Die deutsche Industrie ist zu langsam beim Wandel zu Industrie 4.0 – und riskiert dadurch laut Bundesministerium für Wirtschaft und Energie (BMWi) große Wertschöpfungsverluste. Energieeffizienz könnte für viele Unternehmen ein Sprungbrett in die Digitalisierungebieten. Landepunkt könnten automatisierte Entscheidungen sein, die alle Produktionsfaktoren berücksichtigen.

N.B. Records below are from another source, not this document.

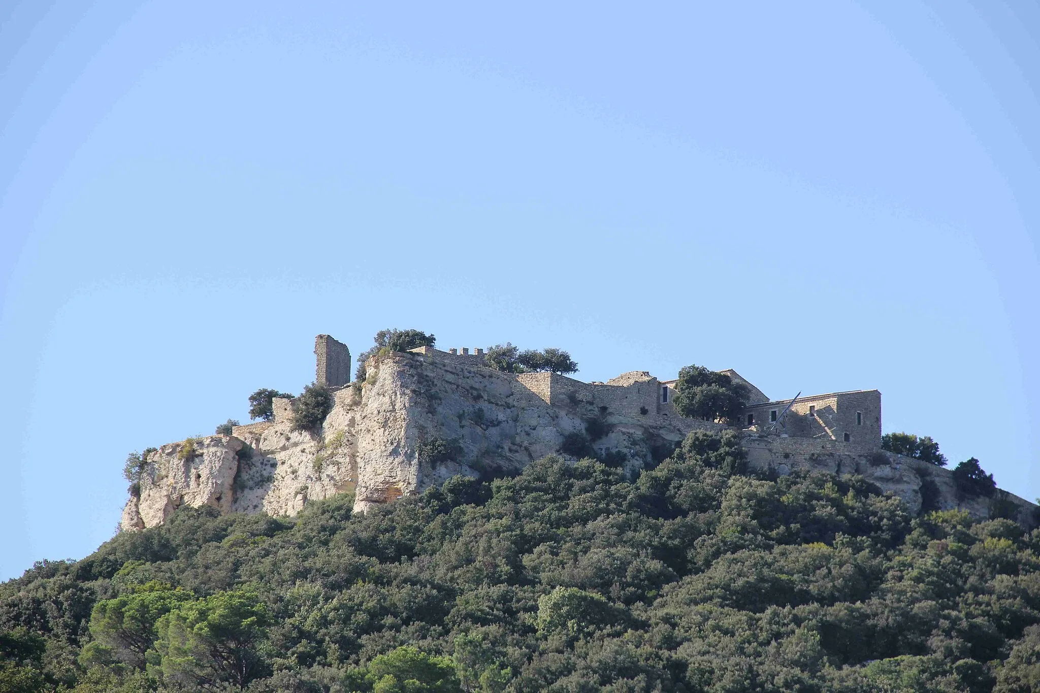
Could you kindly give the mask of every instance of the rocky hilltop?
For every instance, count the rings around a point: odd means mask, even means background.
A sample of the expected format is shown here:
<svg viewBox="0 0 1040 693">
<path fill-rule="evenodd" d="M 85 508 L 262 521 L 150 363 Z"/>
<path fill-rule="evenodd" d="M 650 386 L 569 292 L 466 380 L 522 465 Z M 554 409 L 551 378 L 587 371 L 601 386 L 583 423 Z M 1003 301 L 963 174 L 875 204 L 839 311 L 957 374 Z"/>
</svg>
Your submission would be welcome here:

Digitale Energieeffizienzlösungen als Einstieg in Industrie 4.0

Wenn die Wirtschaft den Anschluss an die Digitalisierung verpasst, droht dem BMWi zufolge ein Verlust von 10 Prozent der industriellen Wertschöpfung. Eine aktuelle Studie des Bundesverbands Digitale Wirtschaft (BVDW) e. V. zeigt, dass diese Gefahr durchaus real ist: Die Mehrzahl der deutschen Unternehmen sei noch nicht bereit für die Digitalisierung. Eine Sichtweise, die Energieeffizienz und Digitalisierung gleichermaßen berücksichtigt, könnte dies ändern. Dr. Stephan Theis, Geschäftsführer des Energieberatungsunternehmens Econ Solutions: „Energieeffizienz wird oft höchstens als Nebenprodukt von Industrie 4.0 angesehen. Das wird ihr aber nicht gerecht, denn ein digitales Energiemanagement kann für viele Unternehmen den perfekten Einstieg in Industrie 4.0 bieten.“ Wer seine Energiedaten digital überwacht, könne nicht nur Energie einsparen, sondern gleichzeitig auch Informationen über seine Produktionsprozesse erhalten, z. B. Schäden an Anlagen frühzeitig erkennen und Produktionsausfällen verhindern.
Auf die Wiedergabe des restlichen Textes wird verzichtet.